Грех осознается перед лицом должного. Новозаветная нравственность не сводится к бичеванию плоти и основана на любви, преображающей плоть. Тот же импульс, который не позволяет принять полноту Боговоплощения – воплощения Бога в человеке, преображения земного небесным, плотского – духовным, диктует Л.Н. Толстому создание новой «нравственности» и даже «религии» – толстовства. Этот пример показывает, что отказ от полноты любви, которая является просветляющим даром, но и великим бременем утверждения бытия, фанатизирует жизне- и духовосприятие.
 
 
5. Поэтическое богословие Марины Цветаевой
 
Во всякой форме искусства присутствует музыка – ритм и гармония форм, красок, образов, звуков. Литература – искусство, объединяющее логос (смысл, выраженный в слове) и музыку. Поэтому она воздействует не только смыслом слова, но и чередованием (ритмом) образов. Поэтическое высказывание, как наиболее музыкальное, завораживает музыкой слов. Но в поэтической музыкальности чередуются, вибрируют, струятся не чистые звуки, а слова, имеющие смысл и несущие образы. Музыка поэзии способна вызвать душевный настрой, при котором слово слышится в первообразной сути. Она утончает восприятие, и мы ощущаем новое рождение слова. Опадают рационализированные схемы, сковывающие язык, и нам светится суть вещей. Очевидно, поэтическая гармония (согласованность, стройность слов и их ритм, определённая частота чередования) вводит в те экстатические состояния, когда в слове за обыденностью открывается глубинный логос.
Поэтическая речь, не отменяя коммуникативную функцию языка (способствующую общению, связи, взаимопониманию), встраивает слово в оригинальный авторский контекст, и муза поэзии вскрывает музыкальность слова, которое вещает по-новому. Поэзия к горизонтальному измерению языка (рациональные смыслы и значения – коммуникация) добавляет вертикальное, когда слово соединяет и вечные логосные смыслы, и индивидуальные авторские образы. Поэтическая речь раскрывает и углубляет словарное значение слова, прибавляет к нему новый смысл. Этот сверхсмысл объединяет вечную логосность и индивидуальное мирочувствие автора, музыку космических сфер и тональность души автора. В поэтическом слове сокрыт-открывается, звучит и смысл вещей, и судьба автора.
 
Рассуждения о поэзии в большинстве своём ограничены следующими темами: формы поэтического образа, средства поэтической выразительности (поэтика), семантика – смысл слов, синтаксис – способ соединения слов и словосочетаний произведения (лингвистика), его знаковость (семиотика) или сообщительность (прагматика). В поэтическом произведении могут видеть знаки запредельных сил (мистика), зашифрованные магические заклинания. Но во всяком творческом произведении отражается, прежде всего, духовная судьба творца, его экзистенциальный опыт. Возможно философское осмысление и выражение этого опыта.

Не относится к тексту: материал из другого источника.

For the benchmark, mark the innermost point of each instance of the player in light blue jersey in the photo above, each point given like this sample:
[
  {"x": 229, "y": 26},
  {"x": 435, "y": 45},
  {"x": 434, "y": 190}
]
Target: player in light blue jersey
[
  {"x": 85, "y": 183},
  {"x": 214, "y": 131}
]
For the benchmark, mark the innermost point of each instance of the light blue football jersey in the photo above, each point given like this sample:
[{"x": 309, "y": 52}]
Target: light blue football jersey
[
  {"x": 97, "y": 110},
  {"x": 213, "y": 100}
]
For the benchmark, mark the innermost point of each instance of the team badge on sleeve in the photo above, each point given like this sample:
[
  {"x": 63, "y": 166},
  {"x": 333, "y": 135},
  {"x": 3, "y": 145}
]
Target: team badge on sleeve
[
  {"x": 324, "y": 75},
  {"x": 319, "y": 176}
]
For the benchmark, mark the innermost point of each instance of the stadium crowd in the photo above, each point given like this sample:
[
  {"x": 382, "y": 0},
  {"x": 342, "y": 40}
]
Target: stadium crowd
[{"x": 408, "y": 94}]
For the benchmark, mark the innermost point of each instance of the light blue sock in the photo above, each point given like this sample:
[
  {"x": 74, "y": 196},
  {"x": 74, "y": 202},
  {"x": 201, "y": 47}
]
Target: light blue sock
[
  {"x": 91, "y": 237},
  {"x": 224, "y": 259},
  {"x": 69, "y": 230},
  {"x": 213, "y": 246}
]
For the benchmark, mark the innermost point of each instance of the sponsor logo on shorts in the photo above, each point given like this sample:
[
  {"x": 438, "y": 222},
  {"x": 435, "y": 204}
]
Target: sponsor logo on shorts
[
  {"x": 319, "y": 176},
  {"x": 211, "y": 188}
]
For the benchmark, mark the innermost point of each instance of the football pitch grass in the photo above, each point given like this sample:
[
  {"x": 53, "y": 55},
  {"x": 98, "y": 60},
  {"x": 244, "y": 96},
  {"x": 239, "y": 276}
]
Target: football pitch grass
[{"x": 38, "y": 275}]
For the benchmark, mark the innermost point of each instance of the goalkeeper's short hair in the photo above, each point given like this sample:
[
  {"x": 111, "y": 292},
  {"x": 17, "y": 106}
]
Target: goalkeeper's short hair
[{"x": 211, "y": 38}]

При этом подходе так называемые кочующие литературные образы и темы лишь отражают не только эстетическую литературную традицию, они формируются под влиянием духовного творчества человечества. Глубинным хранилищем общечеловеческого духовного опыта является Книга книг – Библия. Встречая в поэтическом произведении библейскую символику, образность, сюжеты, терминологию, плодотворнее видеть в них не только литературные традиции, но и выражение духовного и экзистенциального опыта. Поэтому я не буду искать литературные ассоциации, а попытаюсь понять, что непосредственно высказано. Как всякого истинного творца, Цветаеву мучили, прежде всего, бытийные проблемы, а не только проблемы рифмы, формы, стиля; дать новую сущность, по Цветаевой, и есть дать новую форму«Стихи созвучие смыслов». «Так говорить должно только к Богу. Ведь это же молитва! Людям не молятся… И раз навсегда все мои такие стихи, все вообще такие стихи обращены к Богу… Поверх голов к Богу. По крайней мере к ангелам… Так: все мои стихи к Богу если не обращены, то возвращены» (Марина Цветаева).
 
Проблема отношения мужского и женского начал во все века вдохновляла художников, писателей, поэтов. У Марины Цветаевой наиболее интересен в этом смысле поэтический цикл «Ученик» и несколько стихотворений, смыслово с ним связанных.
Прежде чем перейти к циклу «Ученик», вслушаемся в стихотворение «Роландов рог», которое важно тем, что по времени написания и по смыслу предваряет стихи «Ученика».
 
РОЛАНДОВ РОГ
 
Как нежный шут о злом своём уродстве,
  Я повествую о своем сиротстве…
 
  За князем род, за серафимом сонм,
  За каждым тысячи таких, как он,
 
  Чтоб, пошатнувшись, на живую стену
  Упал и знал, что тысячи на смену!
 
  Солдат полком, бес легионом горд,
За вором сброд, а за шутом всё горб.
 
  Так, наконец, усталая держаться
  Сознаньем: перст и назначеньем: драться
 
  Под свист глупца и мещанина смех
  Одна из всех за всех противу всех!
 
  Стою и шлю, закаменев от взлёту,
  Сей громкий зов в небесные пустоты.
 
  И сей пожар в груди тому залог,
  Что некий Карл тебя услышит, Рог!
 
У Цветаевой было острое чувство творческого назначения и его непомерного бремени, трагической одинокости творца: Я повествую о своём сиротстве, Сознаньем: перст… Одна из всех… Судьбе поэта близка судьба Творца, сошедшего на землю (Одна из всех за всех противу всех!). Мир осмеял Богочеловека, бичевал Его и плевал Ему в глаза. И поэт шутом предстает перед мирскими глазами, образом пугающим и уродливым, непонятый, осмеянный, бичуемый. Но, как настоящий шут, – умный и проницательный, всё видящий и понимающий, с чуткой нежной душой (нежный шут).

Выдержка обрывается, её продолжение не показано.